It’s the Stress, Stupid!

Growing ourselves to destruction?

An alien visitor to Earth could be forgiven for thinking that the ultimate purpose of its dominant species was to keep growing until it had consumed the planet that sustains it. And the alien would be right – at least as far as Earth’s ruling political and financial class is concerned.

Canada’s ruling class is all in on this scheme, driving Canada’s population growth in order to boost its gross domestic product. If a bigger GDP meant more happiness, Canadians should be approaching a state of ecstasy. But many Canadians are struggling with mental health issues and anxiety and many are experiencing burnout. Although exacerbated by Covid-19, mental health issues long predated the pandemic. Stress has long been reported as a major factor affecting mental health.

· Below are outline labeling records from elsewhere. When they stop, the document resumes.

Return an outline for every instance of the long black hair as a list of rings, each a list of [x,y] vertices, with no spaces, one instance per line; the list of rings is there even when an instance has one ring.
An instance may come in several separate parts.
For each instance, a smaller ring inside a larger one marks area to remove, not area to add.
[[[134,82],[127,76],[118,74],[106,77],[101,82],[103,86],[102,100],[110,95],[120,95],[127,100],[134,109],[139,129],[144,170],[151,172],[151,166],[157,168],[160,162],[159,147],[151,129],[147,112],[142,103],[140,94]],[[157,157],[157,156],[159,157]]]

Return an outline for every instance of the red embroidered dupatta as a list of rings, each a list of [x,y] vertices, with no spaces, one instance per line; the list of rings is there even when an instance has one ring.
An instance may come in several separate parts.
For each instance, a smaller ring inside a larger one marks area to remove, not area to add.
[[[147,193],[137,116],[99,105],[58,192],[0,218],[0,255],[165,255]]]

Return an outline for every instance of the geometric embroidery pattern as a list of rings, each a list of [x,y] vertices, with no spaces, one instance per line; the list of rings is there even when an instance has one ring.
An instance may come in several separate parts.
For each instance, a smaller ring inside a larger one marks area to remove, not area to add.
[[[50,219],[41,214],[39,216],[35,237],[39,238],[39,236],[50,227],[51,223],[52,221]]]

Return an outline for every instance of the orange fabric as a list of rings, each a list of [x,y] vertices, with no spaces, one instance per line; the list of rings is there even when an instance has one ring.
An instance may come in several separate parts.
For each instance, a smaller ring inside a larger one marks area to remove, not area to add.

And teen mental health has been on a downward trend since 2008.

Man does not live by bread (or growth) alone

Why do so many people feel so stressed out? Could there be something about our modern life that is causing it? Perhaps it is our ever-growing, ever-densifying cities with, for many, the near-impossibility of getting away from the maddening crowd. Norman Borlaug, “father of the green revolution” and Nobel Peace Prize winner in 1970, is, more than any other individual, responsible for enabling the human population to increase from 3.5 billion in 1968 to 8 billion today. He developed wheat varieties that allowed for multi-fold increases in harvest; subsequent research increased the harvest of other crops. Borlaug was well aware of the “power of population” that Thomas Robert Malthus had warned about and hoped that his green revolution would provide a “breathing space” for humanity to get its population growth under control without the assistance of the grim reaper.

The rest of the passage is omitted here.